En un momento que me senté a descansar se acercó la hijita de Mabel que tenía seis años. Me agarró la mano con su manita y me jaló para que me parara. Yo me dejé llevar y me paré sin saber lo que iba a pasar. La niña me jaló un poco más al frente del patio y se acercó donde Mabel y le tomó la mano también.
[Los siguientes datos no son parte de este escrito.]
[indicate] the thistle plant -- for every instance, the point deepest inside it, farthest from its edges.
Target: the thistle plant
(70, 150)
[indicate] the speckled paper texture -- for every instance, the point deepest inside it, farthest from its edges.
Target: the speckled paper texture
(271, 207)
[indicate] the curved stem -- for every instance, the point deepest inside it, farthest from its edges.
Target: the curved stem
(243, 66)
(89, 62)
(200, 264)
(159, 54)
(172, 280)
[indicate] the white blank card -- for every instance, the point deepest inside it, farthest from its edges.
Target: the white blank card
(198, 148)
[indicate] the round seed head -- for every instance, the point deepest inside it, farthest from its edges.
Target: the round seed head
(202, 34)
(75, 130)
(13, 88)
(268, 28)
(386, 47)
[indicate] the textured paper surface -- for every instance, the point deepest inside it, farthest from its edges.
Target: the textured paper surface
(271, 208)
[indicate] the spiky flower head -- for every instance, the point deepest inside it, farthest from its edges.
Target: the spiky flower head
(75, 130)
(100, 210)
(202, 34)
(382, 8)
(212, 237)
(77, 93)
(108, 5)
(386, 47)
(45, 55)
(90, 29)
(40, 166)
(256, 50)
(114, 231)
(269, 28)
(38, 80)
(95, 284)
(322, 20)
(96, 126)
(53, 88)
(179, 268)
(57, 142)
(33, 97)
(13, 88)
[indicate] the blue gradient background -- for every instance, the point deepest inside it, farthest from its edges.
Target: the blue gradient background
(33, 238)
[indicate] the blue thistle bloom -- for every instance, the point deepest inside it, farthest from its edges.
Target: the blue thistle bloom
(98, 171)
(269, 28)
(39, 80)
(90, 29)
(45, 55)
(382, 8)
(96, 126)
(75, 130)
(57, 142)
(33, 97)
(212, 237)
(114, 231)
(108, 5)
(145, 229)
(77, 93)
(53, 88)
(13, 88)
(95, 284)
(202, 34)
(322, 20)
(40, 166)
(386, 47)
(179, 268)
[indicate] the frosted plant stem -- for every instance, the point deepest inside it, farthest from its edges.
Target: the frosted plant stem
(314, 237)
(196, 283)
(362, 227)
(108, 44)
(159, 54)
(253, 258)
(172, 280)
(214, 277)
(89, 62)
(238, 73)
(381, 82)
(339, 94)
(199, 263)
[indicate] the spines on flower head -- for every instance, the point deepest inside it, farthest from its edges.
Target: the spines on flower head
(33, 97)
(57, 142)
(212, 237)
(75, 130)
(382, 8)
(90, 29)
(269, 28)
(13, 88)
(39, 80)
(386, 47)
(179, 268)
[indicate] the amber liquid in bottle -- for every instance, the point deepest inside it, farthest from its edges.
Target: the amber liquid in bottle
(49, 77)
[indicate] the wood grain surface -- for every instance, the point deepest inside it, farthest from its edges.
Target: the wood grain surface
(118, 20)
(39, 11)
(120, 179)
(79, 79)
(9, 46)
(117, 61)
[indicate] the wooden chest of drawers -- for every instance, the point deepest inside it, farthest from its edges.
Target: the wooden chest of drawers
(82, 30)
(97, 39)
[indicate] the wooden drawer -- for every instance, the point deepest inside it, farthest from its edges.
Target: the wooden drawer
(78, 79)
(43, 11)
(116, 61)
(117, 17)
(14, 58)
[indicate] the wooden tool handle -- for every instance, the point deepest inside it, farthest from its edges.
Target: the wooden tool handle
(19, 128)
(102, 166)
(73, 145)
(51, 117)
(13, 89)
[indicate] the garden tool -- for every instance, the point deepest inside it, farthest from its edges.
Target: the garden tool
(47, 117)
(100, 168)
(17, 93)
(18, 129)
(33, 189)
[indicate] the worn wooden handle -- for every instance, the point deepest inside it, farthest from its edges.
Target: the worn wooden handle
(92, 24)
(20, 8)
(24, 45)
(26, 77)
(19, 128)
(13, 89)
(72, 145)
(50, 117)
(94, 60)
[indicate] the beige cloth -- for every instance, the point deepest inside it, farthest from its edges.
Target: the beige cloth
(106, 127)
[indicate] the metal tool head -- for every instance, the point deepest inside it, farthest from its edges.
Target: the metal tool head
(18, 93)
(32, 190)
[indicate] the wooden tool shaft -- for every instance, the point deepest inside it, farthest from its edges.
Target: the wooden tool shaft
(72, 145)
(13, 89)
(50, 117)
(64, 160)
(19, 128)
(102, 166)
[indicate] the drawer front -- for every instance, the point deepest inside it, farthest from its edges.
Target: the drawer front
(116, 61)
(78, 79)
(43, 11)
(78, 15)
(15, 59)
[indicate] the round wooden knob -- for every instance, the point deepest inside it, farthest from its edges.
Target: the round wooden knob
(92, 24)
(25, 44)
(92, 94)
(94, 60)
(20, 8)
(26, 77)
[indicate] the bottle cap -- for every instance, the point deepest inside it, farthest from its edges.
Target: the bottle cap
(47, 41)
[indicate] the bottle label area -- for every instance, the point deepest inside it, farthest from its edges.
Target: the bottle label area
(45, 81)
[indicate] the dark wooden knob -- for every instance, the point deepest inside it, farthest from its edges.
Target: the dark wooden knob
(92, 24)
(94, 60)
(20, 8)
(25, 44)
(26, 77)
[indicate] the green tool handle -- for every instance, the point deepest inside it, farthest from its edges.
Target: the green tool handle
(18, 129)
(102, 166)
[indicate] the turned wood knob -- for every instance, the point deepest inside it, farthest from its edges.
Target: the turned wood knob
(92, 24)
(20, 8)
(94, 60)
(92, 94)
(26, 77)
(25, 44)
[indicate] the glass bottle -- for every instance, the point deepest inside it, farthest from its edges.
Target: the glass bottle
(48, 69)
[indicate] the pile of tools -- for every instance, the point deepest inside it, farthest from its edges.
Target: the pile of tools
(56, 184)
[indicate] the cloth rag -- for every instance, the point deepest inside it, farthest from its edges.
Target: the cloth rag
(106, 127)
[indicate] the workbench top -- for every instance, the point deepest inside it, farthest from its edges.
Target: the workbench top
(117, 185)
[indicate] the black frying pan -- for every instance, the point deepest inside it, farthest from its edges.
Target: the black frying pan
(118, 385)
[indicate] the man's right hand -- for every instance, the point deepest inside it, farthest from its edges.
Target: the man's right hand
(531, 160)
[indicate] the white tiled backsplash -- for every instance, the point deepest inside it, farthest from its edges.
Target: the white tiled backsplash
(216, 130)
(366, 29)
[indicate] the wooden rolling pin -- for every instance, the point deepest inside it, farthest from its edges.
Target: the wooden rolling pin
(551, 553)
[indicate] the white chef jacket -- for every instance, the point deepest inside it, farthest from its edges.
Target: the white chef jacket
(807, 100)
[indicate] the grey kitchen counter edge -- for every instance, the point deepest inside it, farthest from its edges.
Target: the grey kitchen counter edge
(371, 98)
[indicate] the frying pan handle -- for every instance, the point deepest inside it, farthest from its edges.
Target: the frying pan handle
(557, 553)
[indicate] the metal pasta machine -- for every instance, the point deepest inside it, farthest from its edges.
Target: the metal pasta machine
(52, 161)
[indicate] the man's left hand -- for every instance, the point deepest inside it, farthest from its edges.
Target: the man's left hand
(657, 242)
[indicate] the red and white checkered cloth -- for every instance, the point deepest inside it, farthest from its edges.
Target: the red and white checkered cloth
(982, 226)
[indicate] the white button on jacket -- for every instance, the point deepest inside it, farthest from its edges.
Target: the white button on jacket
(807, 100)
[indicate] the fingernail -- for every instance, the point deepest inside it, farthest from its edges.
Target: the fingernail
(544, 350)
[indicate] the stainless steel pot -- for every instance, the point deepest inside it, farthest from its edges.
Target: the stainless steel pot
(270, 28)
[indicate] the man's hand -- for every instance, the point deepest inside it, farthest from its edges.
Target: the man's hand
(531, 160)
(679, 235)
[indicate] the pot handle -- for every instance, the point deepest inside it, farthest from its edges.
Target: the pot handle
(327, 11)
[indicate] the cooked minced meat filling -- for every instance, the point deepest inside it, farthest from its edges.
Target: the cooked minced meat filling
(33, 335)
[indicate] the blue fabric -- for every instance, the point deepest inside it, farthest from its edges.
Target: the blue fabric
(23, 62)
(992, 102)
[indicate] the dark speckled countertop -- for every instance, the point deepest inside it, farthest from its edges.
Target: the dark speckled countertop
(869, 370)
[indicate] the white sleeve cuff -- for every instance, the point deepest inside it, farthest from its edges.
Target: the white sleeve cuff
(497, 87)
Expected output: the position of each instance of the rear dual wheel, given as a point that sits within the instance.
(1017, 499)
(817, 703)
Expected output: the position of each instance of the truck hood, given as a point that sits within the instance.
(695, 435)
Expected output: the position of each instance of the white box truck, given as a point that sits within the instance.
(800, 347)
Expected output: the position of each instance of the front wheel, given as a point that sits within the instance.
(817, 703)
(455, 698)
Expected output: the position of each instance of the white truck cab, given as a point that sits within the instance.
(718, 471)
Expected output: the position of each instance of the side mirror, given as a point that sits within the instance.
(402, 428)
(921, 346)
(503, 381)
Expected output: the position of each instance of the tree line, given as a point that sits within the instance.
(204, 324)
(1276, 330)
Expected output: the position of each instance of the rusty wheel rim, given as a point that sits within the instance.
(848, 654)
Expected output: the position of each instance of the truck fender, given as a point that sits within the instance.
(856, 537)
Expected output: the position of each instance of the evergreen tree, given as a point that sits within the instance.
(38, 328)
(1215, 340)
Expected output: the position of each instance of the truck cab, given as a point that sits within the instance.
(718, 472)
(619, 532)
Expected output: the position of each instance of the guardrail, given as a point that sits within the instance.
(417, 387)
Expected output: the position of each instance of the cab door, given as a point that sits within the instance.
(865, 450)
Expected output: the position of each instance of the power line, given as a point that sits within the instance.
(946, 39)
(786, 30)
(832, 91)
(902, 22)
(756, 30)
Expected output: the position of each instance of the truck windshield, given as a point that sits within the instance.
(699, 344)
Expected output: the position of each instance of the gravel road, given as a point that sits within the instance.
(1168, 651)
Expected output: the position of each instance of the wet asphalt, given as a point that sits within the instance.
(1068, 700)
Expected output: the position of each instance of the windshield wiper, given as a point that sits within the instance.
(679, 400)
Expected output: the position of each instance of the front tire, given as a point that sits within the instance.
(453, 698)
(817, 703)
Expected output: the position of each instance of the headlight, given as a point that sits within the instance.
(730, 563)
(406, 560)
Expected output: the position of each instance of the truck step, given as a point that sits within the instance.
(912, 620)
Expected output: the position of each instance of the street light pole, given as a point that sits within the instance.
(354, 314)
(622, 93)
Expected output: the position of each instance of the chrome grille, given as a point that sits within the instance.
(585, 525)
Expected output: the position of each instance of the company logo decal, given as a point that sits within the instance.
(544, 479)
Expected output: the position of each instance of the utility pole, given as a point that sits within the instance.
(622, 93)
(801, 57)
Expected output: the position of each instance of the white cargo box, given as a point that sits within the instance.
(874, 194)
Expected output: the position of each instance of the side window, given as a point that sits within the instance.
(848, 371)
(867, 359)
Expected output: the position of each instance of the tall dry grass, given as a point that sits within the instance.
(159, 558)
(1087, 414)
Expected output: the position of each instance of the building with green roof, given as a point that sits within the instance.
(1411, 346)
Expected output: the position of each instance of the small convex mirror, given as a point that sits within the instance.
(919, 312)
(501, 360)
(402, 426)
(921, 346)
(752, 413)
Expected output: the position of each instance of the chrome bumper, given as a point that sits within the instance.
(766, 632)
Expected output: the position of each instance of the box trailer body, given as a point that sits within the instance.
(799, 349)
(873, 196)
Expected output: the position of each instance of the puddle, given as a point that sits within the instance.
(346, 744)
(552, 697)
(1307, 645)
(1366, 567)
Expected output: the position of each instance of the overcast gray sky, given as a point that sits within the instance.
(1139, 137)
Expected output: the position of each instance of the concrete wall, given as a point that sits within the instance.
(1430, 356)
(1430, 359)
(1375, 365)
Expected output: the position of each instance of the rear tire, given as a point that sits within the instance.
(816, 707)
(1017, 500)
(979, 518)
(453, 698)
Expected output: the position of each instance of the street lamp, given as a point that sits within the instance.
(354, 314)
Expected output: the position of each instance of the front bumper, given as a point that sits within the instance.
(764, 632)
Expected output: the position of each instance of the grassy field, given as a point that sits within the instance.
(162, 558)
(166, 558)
La niña nos tenía de la mano de cada uno y sonreía feliz meciéndose en nuestras manos. No sé porque, pero me sentí un poco incómodo. Sin querer, de una manera inocente la niña me estaba ligando a Mabel, como si fuéramos pareja, como si fuéramos sus padres. Nada se podía hacer, nadie podía romper esa situación por lo cándida de su motivación. Si alguien lo hiciera seria incluso mal aceptado. En realidad, el momento era incomodo de por sí. Yo no veía la cara de Mabel, pero imagino que de alguna manera sentía lo mismo. En ese círculo familiar en que nos hallábamos, a esa hora de la noche, no veía ya a seres humanos, veía colores, rojo, naranja y amarillo. Miraba el suelo y en el balanceo de las manos sentía que me equilibraba en un espacio que era viejo. El momento más embarazoso fue cuando levanté la mirada y me topé con los ojos del esposo de Mabel que me miraba con un rostro petrificado de asombro por ver un tiempo que no era el de allí, desconcertado de ver un pasado que tenía conciencia que no había vivido.